North Carolina’s Blue Force Technologies said on Jan. 25 that it has ground tested a “novel carbon fiber composite propulsion flowpath system” for the small business’ Fury unmanned fighter under AFRL’s Bandit program, which seeks to develop fifth-generation drones to serve as adversary air trainers for the U.S. Air Force, Navy and Marine Corps.
Last March, AFRL awarded Blue Force Technologies an up to $9 million Small Business Innovation Research (SBIR) initial contract for Fury design maturation/engine ground testing. The contract included options to finish the design and build of up to four Fury drones.
Blue Force Technologies said that it is maturing the Fury “high-performance uncrewed 5th generation fighter design that provides replication of pacing threats at a fraction of the cost of a crewed fighter.”
Scott Bledsoe, the president of Blue Force Technologies, said in a Jan. 25 statement that “on an uncrewed fighter like Fury, proper integration of the propulsion flowpath is the most significant design driver for the overall vehicle.”
“It was crucial to us to demonstrate, prior to building flight test aircraft, that we could correctly predict the interaction between the propulsion flowpath components and the Williams International engine,” he said.
“The air vehicle technology developed under Bandit supports uncrewed adversary air training objectives relevant to the Air Force, Navy and Marine Corps and can be adapted for other Autonomous Collaborative Platform (ACP) mission areas,” per Blue Force Technologies. “The Bandit program further demonstrates the impact that small businesses can have in the defense industrial base.”

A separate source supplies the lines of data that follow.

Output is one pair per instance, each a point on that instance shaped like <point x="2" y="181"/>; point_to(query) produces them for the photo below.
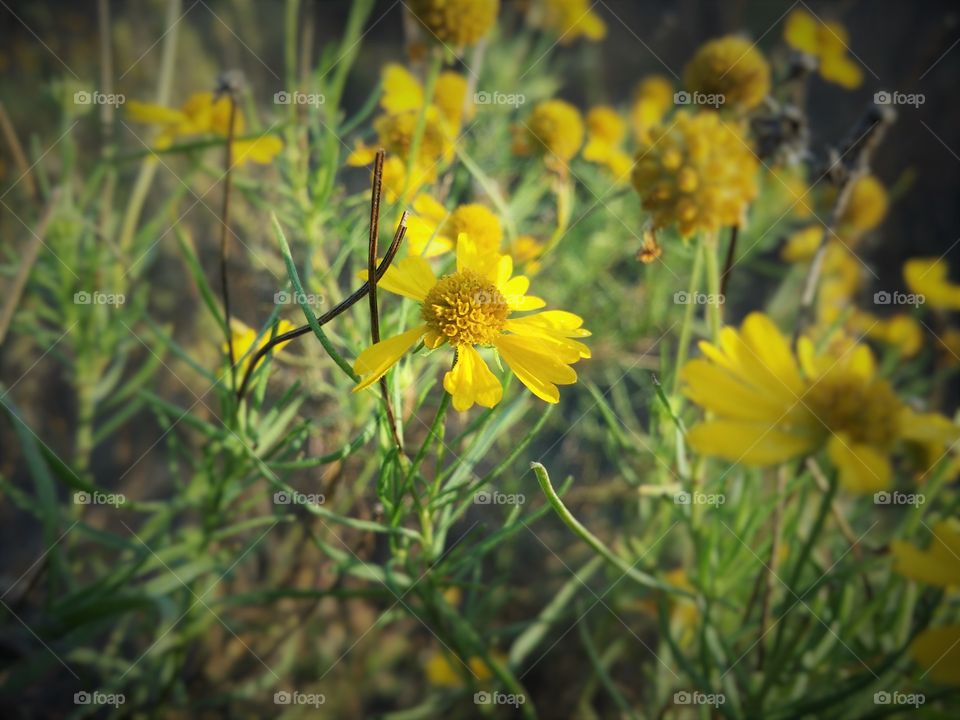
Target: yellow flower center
<point x="866" y="412"/>
<point x="466" y="309"/>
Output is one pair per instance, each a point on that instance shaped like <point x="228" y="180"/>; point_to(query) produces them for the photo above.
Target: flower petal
<point x="373" y="363"/>
<point x="471" y="381"/>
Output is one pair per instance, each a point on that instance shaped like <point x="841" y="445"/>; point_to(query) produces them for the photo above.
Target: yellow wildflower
<point x="866" y="207"/>
<point x="928" y="277"/>
<point x="202" y="115"/>
<point x="456" y="22"/>
<point x="431" y="230"/>
<point x="770" y="405"/>
<point x="936" y="648"/>
<point x="698" y="173"/>
<point x="402" y="102"/>
<point x="730" y="67"/>
<point x="605" y="133"/>
<point x="554" y="130"/>
<point x="828" y="43"/>
<point x="472" y="308"/>
<point x="651" y="101"/>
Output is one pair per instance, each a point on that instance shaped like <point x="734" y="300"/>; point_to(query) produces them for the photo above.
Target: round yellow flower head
<point x="456" y="22"/>
<point x="479" y="223"/>
<point x="866" y="207"/>
<point x="698" y="173"/>
<point x="651" y="101"/>
<point x="555" y="129"/>
<point x="396" y="135"/>
<point x="730" y="67"/>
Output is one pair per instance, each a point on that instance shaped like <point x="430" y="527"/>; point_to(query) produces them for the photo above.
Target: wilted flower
<point x="828" y="43"/>
<point x="472" y="308"/>
<point x="769" y="405"/>
<point x="456" y="22"/>
<point x="698" y="172"/>
<point x="732" y="68"/>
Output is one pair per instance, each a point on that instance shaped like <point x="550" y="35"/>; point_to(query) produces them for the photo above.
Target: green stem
<point x="686" y="329"/>
<point x="593" y="541"/>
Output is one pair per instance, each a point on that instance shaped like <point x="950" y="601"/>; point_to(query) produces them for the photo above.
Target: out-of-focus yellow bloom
<point x="245" y="344"/>
<point x="928" y="277"/>
<point x="441" y="669"/>
<point x="431" y="230"/>
<point x="865" y="209"/>
<point x="570" y="19"/>
<point x="828" y="43"/>
<point x="769" y="405"/>
<point x="605" y="133"/>
<point x="526" y="250"/>
<point x="472" y="308"/>
<point x="553" y="130"/>
<point x="900" y="331"/>
<point x="202" y="115"/>
<point x="651" y="101"/>
<point x="732" y="68"/>
<point x="456" y="22"/>
<point x="936" y="648"/>
<point x="698" y="173"/>
<point x="402" y="102"/>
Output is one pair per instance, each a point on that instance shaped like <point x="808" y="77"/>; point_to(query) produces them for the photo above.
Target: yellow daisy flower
<point x="936" y="648"/>
<point x="928" y="277"/>
<point x="472" y="308"/>
<point x="431" y="230"/>
<point x="828" y="43"/>
<point x="402" y="101"/>
<point x="201" y="115"/>
<point x="605" y="133"/>
<point x="698" y="173"/>
<point x="553" y="130"/>
<point x="651" y="101"/>
<point x="731" y="67"/>
<point x="456" y="22"/>
<point x="770" y="405"/>
<point x="570" y="19"/>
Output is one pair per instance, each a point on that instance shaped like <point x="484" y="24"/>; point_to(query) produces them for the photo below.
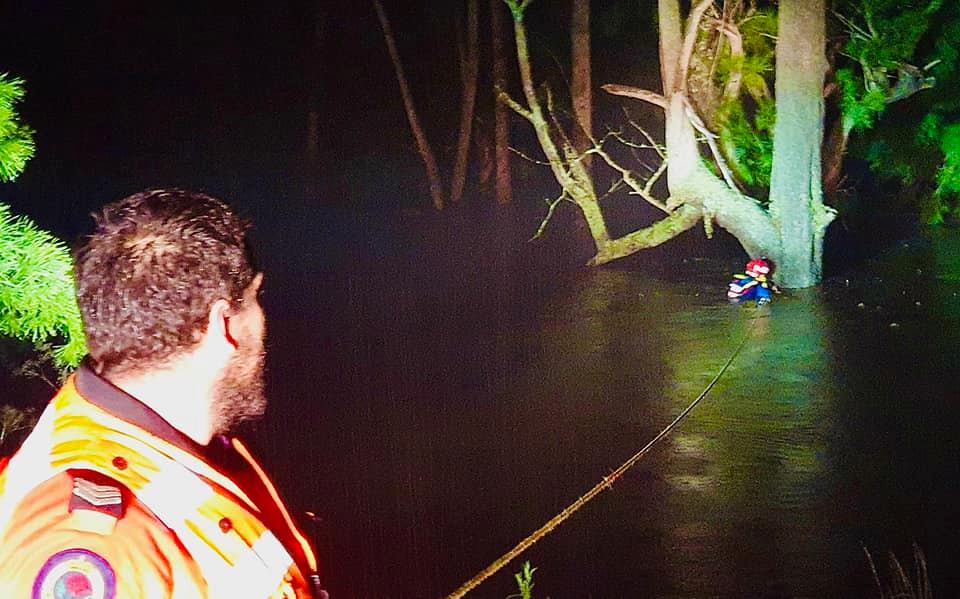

AFRL said last March that its requirements development, design, analysis, and build work with Blue Force Technologies under SBIR for drone adversary air began in 2019. Blue Force Technologies was also an entrant in the Air Force’s Skyborg competition.
AFRL said that it has been coordinating the Bandit program with Air Combat Command (ACC) at Joint Base Langley-Eustis, Va., and that ACC Commander Gen. Mark Kelly “addressed the need for alternate approaches to costly adversary air sorties at the Air Force Life Cycle Management Center’s Life Cycle Industry Days in August 2021.”
Alyson Turri, the Bandit program manager at AFRL, said in Blue Force Technologies’ Jan. 25 statement that Bandit “is about demonstrating ever tighter model-to-hardware prototype development cycles for autonomous collaborative platforms, and this integrated propulsion flowpath test is indicative of that approach.”
“After making the engine selection in June 2022, the AFRL and Blue Force Technologies team worked to finalize test objectives and procedures concurrently with Blue Force’s hardware build to ensure this full-scale test came together in under six months,” she said.
The Air Force’s adversary air program has had F-16 Aggressors, T-38A/Bs, units’ own aircraft used for training, air support contracts with companies, and, since last June, F-35As in the reestablished 65th Aggressors Squadron at Nellis AFB, Nev. (Defense Daily, May 18, 2022).
Kelly has also said that Air Force flight training to counter Chinese and Russian air threats will require a greatly enhanced use of simulators.
Despite upgrades to Air Force ranges to train for such threats, “there is no level of fiscal investment that would enable a physical range expansion to replicate the size and scope of an Asia-Pacific fight, and there is no level of fiscal investment that would let me legally replicate the contested electromagnetic spectrum of communications jamming, radar jamming, and GPS jamming that a peer adversary would transmit into a contested region,” Kelly said last year (Defense Daily, March 9, 2022).
“There are also limits to the amount of high-end adversary air that I can generate to challenge our aircrews,” he said. “To that end, we have to take our toughest combat challenges into the synthetic, simulator environment. All roads to Desert Storm led to the Nellis test and training range and Red Flag. The dynamics of modern conflict and the limits of our physical range infrastructure mean that all roads to peer competition and conflict will go through our virtual test and training center and other synthetic training environments.”
The Air Force has aimed to conduct 90,000 training sorties per year without contractor support by 2030 (Defense Daily, Dec. 23, 2021).